Die 300 Meter hinunter in den Krater sind ein bisschen öde. Ich denke, zum Glück müssen wir das am Ende nicht wieder hinauf. Hinter uns turnen rüstige Rentner den Hang hinab. Die biegen ab in eine andere Richtung. Ihr heiteres Gelärme verliert sich in der Weite. Am Fuß des Kraters sind wir erst mal ganz allein.
Ganz und gar allein. Wir sehen keine Tiere. Es gibt hier noch nicht einmal Katzen. Überall in Israel leben verwilderte Katzen. Keine Straße, keine Mülltonne, kein Vorgarten ohne eine Katze. Aber hier am Grund des Machtesch Ramon Kraters keine Katze. Für mich ist dieser Krater der einzige katzenfreie Ort, den ich auf meiner Israel Reise besuche. Katzenfreie Zonen wahrzunehmen, das ist auch eine Art Ambient Awareness – oder?

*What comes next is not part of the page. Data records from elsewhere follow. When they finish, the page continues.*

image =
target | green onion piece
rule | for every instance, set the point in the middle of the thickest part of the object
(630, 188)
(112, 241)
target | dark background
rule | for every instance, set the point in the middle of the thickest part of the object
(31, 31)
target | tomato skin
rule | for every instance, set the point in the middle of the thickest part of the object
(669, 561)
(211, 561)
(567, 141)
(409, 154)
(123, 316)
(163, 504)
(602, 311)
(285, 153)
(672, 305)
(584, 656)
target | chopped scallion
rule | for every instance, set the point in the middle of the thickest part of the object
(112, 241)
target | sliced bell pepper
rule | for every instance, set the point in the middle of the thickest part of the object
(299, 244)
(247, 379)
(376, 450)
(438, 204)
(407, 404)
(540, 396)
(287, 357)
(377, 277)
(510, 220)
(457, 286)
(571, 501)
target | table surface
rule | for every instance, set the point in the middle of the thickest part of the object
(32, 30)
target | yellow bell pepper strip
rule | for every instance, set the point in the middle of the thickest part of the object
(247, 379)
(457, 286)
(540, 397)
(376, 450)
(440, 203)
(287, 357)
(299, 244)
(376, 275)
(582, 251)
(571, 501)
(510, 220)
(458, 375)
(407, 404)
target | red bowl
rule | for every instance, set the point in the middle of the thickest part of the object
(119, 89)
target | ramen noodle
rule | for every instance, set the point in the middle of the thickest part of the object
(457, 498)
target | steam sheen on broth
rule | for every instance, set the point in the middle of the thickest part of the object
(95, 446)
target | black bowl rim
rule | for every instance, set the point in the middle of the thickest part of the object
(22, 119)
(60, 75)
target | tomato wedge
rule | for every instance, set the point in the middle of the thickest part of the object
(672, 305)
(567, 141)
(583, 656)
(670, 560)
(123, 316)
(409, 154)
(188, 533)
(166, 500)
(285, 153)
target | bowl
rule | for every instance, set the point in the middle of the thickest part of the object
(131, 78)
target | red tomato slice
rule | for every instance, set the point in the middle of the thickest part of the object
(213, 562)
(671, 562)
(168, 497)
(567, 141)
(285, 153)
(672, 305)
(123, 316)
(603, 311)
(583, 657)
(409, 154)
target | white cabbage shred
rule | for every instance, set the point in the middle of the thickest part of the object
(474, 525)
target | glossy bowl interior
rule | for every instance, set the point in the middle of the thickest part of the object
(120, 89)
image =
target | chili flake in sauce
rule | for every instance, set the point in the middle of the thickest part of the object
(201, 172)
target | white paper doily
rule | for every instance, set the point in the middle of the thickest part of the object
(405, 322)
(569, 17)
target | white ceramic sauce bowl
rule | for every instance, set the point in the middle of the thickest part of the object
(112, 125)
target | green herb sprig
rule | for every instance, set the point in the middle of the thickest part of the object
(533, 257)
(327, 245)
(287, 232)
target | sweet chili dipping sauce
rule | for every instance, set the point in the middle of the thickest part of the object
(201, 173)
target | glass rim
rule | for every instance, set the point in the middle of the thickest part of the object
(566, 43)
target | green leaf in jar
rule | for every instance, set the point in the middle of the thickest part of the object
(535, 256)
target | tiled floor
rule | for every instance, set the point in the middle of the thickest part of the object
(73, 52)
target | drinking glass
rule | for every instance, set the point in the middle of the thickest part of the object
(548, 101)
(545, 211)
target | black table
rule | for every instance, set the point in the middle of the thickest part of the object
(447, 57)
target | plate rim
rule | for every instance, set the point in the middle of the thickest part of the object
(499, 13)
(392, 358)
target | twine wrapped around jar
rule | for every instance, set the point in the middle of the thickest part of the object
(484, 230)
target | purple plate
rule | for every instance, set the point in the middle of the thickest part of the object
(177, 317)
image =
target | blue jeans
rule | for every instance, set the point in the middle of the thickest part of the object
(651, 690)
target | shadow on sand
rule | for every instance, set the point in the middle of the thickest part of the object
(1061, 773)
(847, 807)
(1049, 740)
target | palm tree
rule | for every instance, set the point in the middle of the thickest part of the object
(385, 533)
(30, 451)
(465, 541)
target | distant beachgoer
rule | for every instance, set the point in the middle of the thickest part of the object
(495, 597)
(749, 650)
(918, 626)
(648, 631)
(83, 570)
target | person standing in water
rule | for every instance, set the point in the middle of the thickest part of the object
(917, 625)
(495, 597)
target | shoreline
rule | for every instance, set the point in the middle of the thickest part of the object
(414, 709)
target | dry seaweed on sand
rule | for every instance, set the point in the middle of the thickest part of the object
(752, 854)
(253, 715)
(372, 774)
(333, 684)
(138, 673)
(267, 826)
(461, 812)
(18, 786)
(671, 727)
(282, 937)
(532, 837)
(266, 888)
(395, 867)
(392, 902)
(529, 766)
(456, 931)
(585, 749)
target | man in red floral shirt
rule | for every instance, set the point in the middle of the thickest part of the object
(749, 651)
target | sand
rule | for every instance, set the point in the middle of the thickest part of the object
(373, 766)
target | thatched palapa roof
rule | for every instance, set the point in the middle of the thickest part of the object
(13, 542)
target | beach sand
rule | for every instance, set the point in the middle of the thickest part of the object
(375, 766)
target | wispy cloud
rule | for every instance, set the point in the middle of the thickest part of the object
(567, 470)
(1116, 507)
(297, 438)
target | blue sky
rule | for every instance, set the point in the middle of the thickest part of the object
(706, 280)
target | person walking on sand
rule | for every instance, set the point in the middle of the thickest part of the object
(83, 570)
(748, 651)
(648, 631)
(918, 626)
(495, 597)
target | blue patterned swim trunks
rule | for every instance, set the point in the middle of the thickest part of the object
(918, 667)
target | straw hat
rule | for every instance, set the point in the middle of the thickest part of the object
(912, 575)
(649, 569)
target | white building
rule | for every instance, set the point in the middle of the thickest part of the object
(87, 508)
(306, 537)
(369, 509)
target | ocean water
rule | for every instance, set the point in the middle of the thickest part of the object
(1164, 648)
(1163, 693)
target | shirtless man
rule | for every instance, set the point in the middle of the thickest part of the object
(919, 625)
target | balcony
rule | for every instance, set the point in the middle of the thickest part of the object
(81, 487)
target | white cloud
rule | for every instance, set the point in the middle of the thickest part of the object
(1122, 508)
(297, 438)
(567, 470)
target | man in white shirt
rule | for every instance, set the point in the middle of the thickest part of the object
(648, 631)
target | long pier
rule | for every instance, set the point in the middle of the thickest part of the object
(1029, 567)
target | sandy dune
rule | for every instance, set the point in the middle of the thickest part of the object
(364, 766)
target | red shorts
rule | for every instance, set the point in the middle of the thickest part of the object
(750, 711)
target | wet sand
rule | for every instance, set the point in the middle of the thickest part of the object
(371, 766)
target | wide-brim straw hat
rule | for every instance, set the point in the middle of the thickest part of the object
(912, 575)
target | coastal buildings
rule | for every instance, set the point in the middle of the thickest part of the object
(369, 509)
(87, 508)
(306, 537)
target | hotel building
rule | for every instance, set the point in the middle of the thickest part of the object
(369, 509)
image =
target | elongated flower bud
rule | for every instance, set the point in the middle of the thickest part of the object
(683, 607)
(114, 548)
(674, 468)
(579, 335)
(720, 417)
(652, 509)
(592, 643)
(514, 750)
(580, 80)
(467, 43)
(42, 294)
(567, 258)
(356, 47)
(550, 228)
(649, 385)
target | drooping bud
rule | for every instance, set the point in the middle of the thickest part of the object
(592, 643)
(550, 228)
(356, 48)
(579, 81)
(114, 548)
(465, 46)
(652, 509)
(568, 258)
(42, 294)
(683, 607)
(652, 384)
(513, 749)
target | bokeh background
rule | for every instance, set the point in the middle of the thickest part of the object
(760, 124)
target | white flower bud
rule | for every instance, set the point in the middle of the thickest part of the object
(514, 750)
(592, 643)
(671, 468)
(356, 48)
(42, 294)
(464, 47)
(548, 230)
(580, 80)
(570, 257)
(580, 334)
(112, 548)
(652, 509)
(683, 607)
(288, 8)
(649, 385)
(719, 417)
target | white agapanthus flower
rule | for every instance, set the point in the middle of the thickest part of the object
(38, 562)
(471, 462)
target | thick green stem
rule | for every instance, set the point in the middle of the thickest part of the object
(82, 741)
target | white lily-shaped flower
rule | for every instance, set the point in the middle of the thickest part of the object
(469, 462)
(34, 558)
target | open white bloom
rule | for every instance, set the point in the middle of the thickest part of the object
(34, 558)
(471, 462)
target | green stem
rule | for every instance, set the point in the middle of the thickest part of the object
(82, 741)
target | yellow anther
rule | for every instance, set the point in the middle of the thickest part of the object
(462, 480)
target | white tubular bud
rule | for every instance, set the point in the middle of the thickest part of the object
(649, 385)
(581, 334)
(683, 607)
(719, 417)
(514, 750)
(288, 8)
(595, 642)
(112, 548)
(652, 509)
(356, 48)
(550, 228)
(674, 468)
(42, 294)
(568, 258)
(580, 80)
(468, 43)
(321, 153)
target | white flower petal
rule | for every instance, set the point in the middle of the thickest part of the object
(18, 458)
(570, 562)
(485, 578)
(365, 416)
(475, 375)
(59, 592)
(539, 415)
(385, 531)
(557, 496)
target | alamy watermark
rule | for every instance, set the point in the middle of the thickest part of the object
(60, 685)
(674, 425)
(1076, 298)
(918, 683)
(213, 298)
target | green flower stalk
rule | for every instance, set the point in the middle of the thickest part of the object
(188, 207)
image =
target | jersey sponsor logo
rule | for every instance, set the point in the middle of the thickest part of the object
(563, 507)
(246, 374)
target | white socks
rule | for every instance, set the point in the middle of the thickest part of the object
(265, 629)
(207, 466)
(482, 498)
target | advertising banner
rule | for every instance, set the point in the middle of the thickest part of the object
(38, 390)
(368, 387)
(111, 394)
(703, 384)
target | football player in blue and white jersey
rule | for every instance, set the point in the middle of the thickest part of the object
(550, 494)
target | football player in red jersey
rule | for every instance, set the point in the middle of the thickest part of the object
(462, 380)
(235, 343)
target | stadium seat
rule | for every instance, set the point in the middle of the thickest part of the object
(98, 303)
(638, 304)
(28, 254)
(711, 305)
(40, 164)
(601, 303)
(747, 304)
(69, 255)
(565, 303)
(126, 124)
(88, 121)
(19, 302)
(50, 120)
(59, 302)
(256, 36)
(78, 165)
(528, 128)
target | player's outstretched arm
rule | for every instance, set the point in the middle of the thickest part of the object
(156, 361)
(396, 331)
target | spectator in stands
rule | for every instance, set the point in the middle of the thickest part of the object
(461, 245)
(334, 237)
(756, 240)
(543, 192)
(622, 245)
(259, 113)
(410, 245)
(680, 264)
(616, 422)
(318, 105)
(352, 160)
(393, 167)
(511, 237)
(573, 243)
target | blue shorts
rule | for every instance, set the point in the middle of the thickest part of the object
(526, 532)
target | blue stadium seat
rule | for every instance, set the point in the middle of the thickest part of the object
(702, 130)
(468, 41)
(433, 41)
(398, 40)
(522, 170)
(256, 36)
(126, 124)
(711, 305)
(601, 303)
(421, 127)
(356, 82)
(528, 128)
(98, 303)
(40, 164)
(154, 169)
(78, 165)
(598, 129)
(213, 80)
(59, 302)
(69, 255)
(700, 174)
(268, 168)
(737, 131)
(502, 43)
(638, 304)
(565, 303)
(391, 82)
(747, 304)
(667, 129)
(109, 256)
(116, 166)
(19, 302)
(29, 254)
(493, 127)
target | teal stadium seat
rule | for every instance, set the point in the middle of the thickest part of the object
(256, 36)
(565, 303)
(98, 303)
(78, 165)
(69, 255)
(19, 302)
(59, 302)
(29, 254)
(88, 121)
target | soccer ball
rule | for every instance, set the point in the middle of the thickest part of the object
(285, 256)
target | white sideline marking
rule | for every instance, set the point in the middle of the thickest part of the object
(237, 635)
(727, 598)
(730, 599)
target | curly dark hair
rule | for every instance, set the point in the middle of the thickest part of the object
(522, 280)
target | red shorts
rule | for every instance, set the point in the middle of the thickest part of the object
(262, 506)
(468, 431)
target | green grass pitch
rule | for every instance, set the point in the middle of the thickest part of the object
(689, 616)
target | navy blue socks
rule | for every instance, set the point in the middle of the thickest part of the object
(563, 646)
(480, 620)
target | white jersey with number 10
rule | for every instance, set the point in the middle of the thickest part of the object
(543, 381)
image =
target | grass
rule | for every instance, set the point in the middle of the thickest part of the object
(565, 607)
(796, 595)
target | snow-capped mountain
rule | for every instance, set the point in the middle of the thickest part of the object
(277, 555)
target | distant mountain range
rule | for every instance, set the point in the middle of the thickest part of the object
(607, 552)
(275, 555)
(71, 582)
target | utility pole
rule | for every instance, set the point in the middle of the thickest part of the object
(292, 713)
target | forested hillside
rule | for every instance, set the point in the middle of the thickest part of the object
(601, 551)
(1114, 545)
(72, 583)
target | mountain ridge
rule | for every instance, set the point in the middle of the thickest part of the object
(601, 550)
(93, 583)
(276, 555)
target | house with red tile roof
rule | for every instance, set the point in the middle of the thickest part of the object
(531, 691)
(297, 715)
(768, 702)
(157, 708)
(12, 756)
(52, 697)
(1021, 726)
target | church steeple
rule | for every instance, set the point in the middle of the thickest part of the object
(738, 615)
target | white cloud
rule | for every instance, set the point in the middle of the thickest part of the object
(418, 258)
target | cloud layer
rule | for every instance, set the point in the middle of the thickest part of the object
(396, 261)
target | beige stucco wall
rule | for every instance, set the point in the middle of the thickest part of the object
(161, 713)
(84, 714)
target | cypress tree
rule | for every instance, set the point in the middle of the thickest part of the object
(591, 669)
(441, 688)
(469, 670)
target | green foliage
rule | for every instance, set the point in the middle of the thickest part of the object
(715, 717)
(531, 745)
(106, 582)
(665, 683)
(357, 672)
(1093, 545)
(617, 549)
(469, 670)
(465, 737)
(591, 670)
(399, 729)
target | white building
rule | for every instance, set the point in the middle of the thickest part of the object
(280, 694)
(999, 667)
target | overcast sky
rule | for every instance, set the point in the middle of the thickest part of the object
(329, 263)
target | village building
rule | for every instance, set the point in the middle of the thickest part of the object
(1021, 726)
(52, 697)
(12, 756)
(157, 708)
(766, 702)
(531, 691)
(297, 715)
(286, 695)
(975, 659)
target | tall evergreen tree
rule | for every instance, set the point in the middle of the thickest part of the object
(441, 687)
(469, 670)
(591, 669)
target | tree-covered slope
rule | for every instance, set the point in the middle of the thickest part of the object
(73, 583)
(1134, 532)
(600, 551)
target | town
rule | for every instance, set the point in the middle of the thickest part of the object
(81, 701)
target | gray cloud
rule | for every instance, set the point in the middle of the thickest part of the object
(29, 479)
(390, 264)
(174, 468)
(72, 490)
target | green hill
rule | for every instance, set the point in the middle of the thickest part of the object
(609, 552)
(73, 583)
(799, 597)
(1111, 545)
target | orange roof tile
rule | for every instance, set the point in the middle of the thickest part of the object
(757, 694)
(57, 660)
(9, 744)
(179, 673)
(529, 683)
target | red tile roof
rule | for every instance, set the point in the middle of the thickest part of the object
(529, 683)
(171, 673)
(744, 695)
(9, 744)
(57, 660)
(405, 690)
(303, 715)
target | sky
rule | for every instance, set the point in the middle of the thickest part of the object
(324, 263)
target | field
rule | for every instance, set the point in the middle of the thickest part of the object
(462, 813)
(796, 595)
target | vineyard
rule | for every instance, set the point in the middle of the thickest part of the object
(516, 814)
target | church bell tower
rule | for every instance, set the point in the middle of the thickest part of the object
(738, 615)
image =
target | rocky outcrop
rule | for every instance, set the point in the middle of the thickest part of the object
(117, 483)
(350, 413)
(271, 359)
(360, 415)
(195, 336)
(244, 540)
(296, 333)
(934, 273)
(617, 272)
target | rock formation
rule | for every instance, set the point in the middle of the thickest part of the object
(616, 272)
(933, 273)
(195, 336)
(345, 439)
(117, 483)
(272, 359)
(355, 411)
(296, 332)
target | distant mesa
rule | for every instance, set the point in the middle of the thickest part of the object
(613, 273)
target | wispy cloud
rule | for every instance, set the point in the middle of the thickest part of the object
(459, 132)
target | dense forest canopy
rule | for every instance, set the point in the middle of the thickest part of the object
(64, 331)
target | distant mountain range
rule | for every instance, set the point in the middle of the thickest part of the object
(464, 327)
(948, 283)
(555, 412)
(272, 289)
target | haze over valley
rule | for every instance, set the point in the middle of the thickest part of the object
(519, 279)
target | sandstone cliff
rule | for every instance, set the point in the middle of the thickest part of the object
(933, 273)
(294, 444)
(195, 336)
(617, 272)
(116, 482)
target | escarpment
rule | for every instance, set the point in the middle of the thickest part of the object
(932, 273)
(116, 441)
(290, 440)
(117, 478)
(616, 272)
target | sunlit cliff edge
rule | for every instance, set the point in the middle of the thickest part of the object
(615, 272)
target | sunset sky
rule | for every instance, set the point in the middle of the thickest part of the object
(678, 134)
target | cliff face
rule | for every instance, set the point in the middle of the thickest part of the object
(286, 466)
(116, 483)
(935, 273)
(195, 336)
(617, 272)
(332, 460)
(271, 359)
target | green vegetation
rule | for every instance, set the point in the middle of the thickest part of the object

Geologische Wunderwelt Wüste
Langsam kommt Wüstenstimmung auf. Die Sonne brennt auf uns herunter. Brüllend heiß. Es ist eine trockene Hitze. Wir schwitzen nicht. Bei jeder kleinen Pause nehmen wir ganz sparsam einen Schluck Wasser. Muss ja reichen. Dann fangen die Ohren an rot zu glühen. Wir binden uns Tücher um den Kopf, um dem Sonnenbrand zu entgehen. Sieht ein bisschen dämlich aus. Hilft aber.
Der Trail ist unglaublich schön und abwechslungsreich angelegt. Zuerst wandern wir entlang niedriger Hügel aus buntem Sandstein. Dann kommen wir in ein Wadi. Das ausgetrocknete Bett eines Regenwasserflusses. Hier gibt es etwas grüne Vegetation. Elli warnt, dass solche Wadis sich bei Regen sekundenschnell in reißende, lebensgefährliche Sturzbäche verwandeln können. Keine Regenwolke in Sicht. Wir sind auf der sicheren Seite. In der Nähe von eigenartigen Basaltformationen machen wir unsere erste Pause unterhalb einer schattigen Mauer.
Weiter geht es durch eine sandige Ebene, die in verschiedensten Rottönen leuchtet. Wir steigen eine violetten Berg hinauf und können von dort oben auf einen schuppig geformten Hügelrücken schauen. Diese merkwürdige Struktur ist dadurch entstanden, dass eine zerbrochene Kalksteinplatte in verschiedenen Schichten übereinander geschoben worden ist. Hier ist es so, als könnten wir Mutter Erde bei der Arbeit zu schauen. Durch die Erosionen im Krater ist es möglich in der Entstehungsgeschichte dieser Landschaft wie in einem Buch zu lesen.
Nach dem Aufstieg folgt der Abstieg. Das ist die einzige heikle Stelle auf dieser Wanderung. Sie lässt sich aber problemlos meistern. Belohnt werden wir durch eine ganz flache Landschaft aus gleisend weißen Gipshügeln. Früher wurde Gips im Machtesch Ramon Krater industriell abgebaut. Das ist vorbei. Jetzt ist nur noch eine nachhaltige touristische Nutzung dieser Landschaft gestattet.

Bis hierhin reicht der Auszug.